Al principio, en el año 2000, le llamamos “marcha” y continuamos con ese nombre hasta que reflexionamos acerca de la cercanía de la palabra con actividades militares, la última que se realizó bajo ese nombre fue en 2006 cuando se convocó a la “marcha de luto” para protestar por los crímenes de odio que cobraban la vida de muchas personas de la diversidad sexual, específicamente de la comunidad trans que era la más afectadas.

En el 2007, para cambiar el sentido de dolor por uno de festividad, se le cambió el concepto para realizar un “Desfile Alegórico” que, sin descuidar las reivindicaciones sociales, sirviera para motivar la celebración de las diversidades como una forma de vencer la homofobia interna y la transfobia, con la esperanza de que, al sentirse bien con la propia sexualidad, se lograra que cada participante se motivara a defender sus derechos en la vida cotidiana.

El director de Organización de Apoyo a una Sexualidad Integral frente al Sida, OASIS, Jorge López Sologaistoa, manifestó que desde la perspectiva de la organización, ahora se le denomina “Desfile de la Diversidad Sexual e Identidad de Género”, para ser más inclusivos con todos los grupos que se representan.
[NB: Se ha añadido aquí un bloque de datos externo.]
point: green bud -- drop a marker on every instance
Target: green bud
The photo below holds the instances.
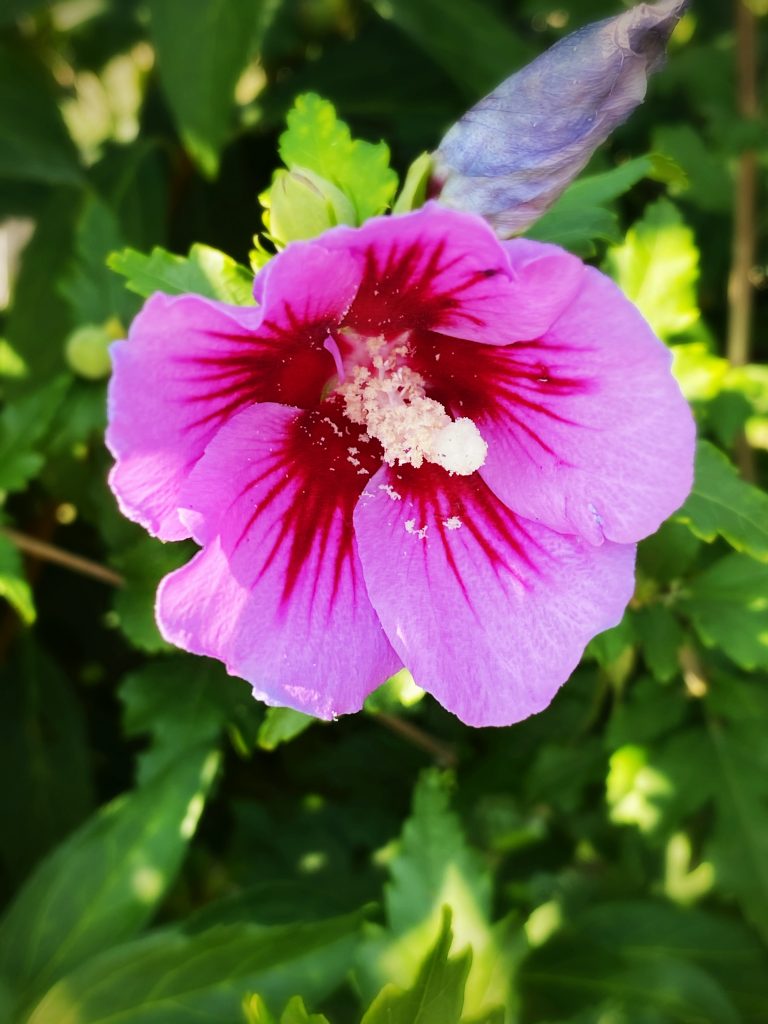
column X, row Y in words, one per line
column 86, row 349
column 302, row 205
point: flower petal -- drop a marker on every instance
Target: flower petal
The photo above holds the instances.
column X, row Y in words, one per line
column 491, row 612
column 438, row 270
column 278, row 593
column 587, row 429
column 514, row 153
column 189, row 364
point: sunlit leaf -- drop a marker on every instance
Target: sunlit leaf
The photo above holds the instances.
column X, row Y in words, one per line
column 171, row 978
column 656, row 266
column 204, row 271
column 434, row 867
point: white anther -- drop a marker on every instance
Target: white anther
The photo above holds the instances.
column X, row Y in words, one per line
column 392, row 404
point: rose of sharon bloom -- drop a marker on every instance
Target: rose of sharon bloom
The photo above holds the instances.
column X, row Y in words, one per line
column 424, row 446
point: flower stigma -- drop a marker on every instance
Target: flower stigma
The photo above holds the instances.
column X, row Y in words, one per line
column 389, row 399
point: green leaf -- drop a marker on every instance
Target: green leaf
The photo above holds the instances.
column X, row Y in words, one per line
column 40, row 318
column 143, row 565
column 295, row 1013
column 437, row 994
column 728, row 605
column 14, row 8
column 709, row 184
column 23, row 425
column 473, row 45
column 660, row 637
column 722, row 505
column 202, row 50
column 34, row 142
column 582, row 215
column 103, row 884
column 204, row 271
column 434, row 868
column 414, row 192
column 171, row 978
column 281, row 725
column 13, row 585
column 181, row 702
column 646, row 962
column 42, row 728
column 316, row 140
column 656, row 267
column 94, row 294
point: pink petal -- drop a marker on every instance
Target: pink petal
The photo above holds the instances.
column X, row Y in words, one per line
column 491, row 612
column 587, row 429
column 190, row 364
column 278, row 594
column 435, row 269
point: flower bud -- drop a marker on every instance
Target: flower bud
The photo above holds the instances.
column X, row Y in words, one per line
column 302, row 205
column 87, row 349
column 514, row 153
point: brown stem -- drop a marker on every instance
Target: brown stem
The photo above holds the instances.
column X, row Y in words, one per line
column 740, row 289
column 443, row 754
column 49, row 553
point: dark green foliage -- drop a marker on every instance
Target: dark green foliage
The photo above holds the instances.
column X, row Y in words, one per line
column 605, row 862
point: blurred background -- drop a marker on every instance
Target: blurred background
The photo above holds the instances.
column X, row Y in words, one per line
column 607, row 861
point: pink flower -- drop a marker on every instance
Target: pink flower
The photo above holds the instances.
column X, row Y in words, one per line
column 425, row 448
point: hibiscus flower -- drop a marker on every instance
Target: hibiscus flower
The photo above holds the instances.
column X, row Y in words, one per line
column 423, row 448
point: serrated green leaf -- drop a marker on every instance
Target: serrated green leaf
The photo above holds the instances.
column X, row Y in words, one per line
column 204, row 271
column 34, row 142
column 202, row 50
column 40, row 318
column 13, row 585
column 180, row 701
column 582, row 215
column 659, row 636
column 317, row 141
column 433, row 868
column 437, row 994
column 281, row 725
column 171, row 978
column 23, row 425
column 728, row 605
column 656, row 267
column 722, row 505
column 42, row 728
column 103, row 884
column 93, row 293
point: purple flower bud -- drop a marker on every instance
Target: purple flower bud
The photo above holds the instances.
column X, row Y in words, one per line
column 514, row 153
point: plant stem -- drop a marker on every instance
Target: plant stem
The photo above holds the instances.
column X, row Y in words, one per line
column 45, row 552
column 443, row 754
column 740, row 288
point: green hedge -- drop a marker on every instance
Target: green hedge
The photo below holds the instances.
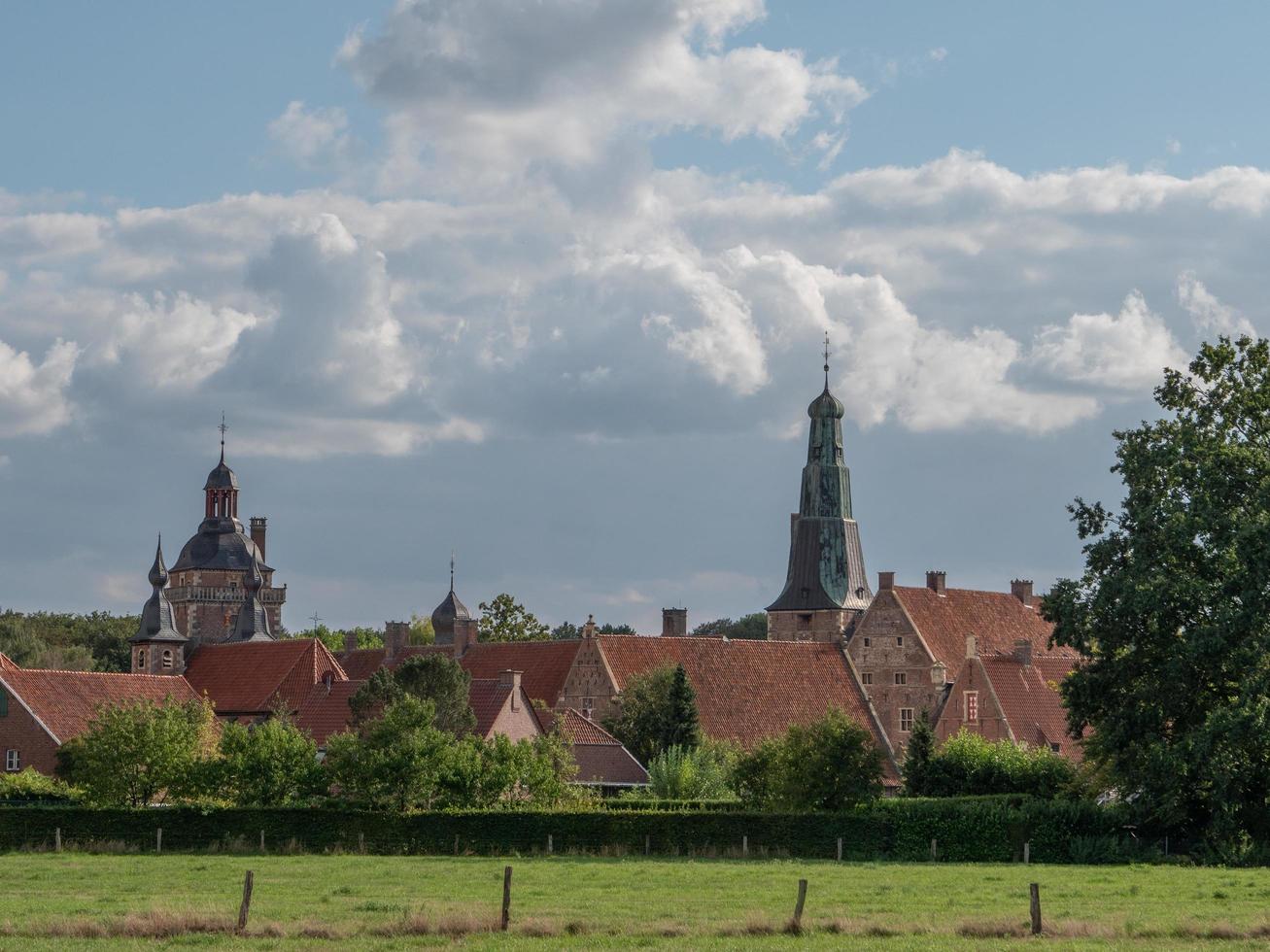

En cuanto a los logros, dijo que estos son visibles en la cantidad de participantes. “Transformar en fiesta lo que antes era protesta puede hacer parecer que ha disminuido el contenido político de la actividad, pero sabemos que vencer la homofobia interna es más importante y que cada quien asuma su propia postura política, aunque sea menos evidente”, puntualizó.

En sus comentarios, el activista de la Diversidad Sexual y VIH, Jorge Arreola, mostró otra opinión sobre los logros de la marcha: “Más que lograr un objetivo, han sido más desaciertos, si en un inicio se tenía algo claro, poco a poco ha ido perdiendo mérito el desfile y se ha convertido más en una caminata con un tinte festivo”. Y añadió más adelante: “Sabiendo que la comunidad gay es la más afectada por el VIH a nivel mundial, es necesario hacer énfasis en esta problemática, sin embargo no es así o yo no lo veo de esa forma. (…) Tampoco las marchas han contribuido a eliminar el estigma y la discriminación existente hacia la población gay en Guatemala”.

Marco Vinicio Loarca, director de la Asociación Somos Jóvenes Diversos en Acción – SOMOS, cree que los 15 años que lleva de existir la actividad ha cambiado en cantidad y calidad, sin embargo coincide con López en que el impacto político no ha sido el deseado al principio, los cambios en la sociedad guatemalteca se han ido dando poco a poco y el mayor logro radica en el empoderamiento que los jóvenes han ido teniendo a lo largo de estos años.

SOMOS centra su actividad en el apoyo a muchos jóvenes de la ciudad capital y del interior del país, en actividades que contribuyan a una mayor apertura hacia la comunidad de la diversidad sexual, enfocados en la no discriminación, eliminar el estigma existente y que el respeto y la tolerancia sea parte del día a día.

De la voz de los consultados parece escucharse que en los 15 años que tiene de existir el “Desfile de orgullo Gay en Guatemala”, no ha llenado las expectativas y no ha logrado los objetivos planteados inicialmente.

Será necesario que se clarifiquen y reorienten los objetivos, con un enfoque mejor definido y que responda a las necesidades de la diversidad sexual en estos tiempos. Es decir, que se pase de la mera organización de un desfile a la construcción de una estrategia mayor y más integral. Desde el Comité Organizador, que involucra a todas las organizaciones participantes, se deberá develar aquel objetivo común que las une en el desfile de este próximo sábado.